Fatty atop Charlie’s Bunion
Chuckie atop Charlie’s Bunion
Puddin
The others caught up and we used the setting as a mock photo studio, striking the most un-striking of poses. The summit is a rare one in the Smokies in that it is free from trees, like a peak ought to be.

By late afternoon I’d stridden fifteen miles. It was one of my higher-mileage days, factoring the belated launch. I’m now ten percent into this mess. I don’t track mileage with any accuracy or emotional attachment; the miles are only one gauge of progress on a trail measuring, roughly, two thousand one hundred and eighty-six miles. The chief measure is simply being out here. At this stage of life--the roaring forties--I expect bad days and perhaps a few good ones. But I never expected to feel eighteen again. Tomorrow I’m sure my sensory-scored age will quadruple.

I shut shop near the Tricorner Knob Shelter (5,911 feet). I pitched camp above it, under the illusory protection of a heavy-duty iron horse hitch(2). I did this lest a tree tumble, now a legitimate fear. Trees are toppling like dominoes this year. (Never mind the animals; the forest is full of plants that want to hurt you; it’s not a matter of if a tree falls in the forest, but rather when. There are no last words when you die this way. RIP.) Unstable saturated soils are the root cause.

“It’s a strange to worry about a tree,” said Fatty, joining me beneath the rusty rail.

“And to think they’re more afraid of us than we are of them.”

Above us, leaning our way, distressingly, an old tree looks ready to crumple at any time. Some of its branches are saggy, others broken. Like a family tree.

We’d cogitated seeking asylum inside the three-walled shelter, but its state left us wondering what our state might’ve ended up like had we done so; stately it is not. Perhaps we’d’ve shared the same fate as poor, ol’ Richard LeMarr (RIP), who slept in this very shelter just a few months ago, only to never wake up. LeMarr froze to death, succumbing first to hypothermia before solidifying. His expiration could’ve just as easily been from some sort of infectious disease he’d acquired inside.
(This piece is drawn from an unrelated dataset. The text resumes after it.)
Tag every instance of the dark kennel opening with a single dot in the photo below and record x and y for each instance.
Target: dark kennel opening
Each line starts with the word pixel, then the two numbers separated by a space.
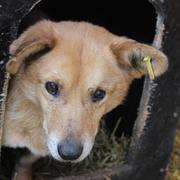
pixel 131 19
Like every other one in the Great Smoky Mountains National Park, the Tricorner Knob Shelter is scarcely fit for human--or horse--exploitation. Don’t even get me started on the privies in the park. This is somewhat expected when it comes to the National Park Service, but few hikers dare find fault; if it’s got a roof, it is plenty sufficient, and hikers can rest in peace. (This includes pursuing refuge in outhouses, if the weather is dumping...whether the hiker needs to or not.) Still, the lean-to’s condition lay testament as to why all but the most brainless of us lug our own (semi-)safe havens. Never mind the likelihood of shelter-bound snorers.

"Foot"note 1: Let it be known that shoving things down gullets is also a favorite pastime of thru-hikers.

"Foot"note 2: Horses (or unicorns, zebras, etc) are NOT allowed on almost the entire AT, except here in Tennessee, and only in Great Smoky Mountains National Park.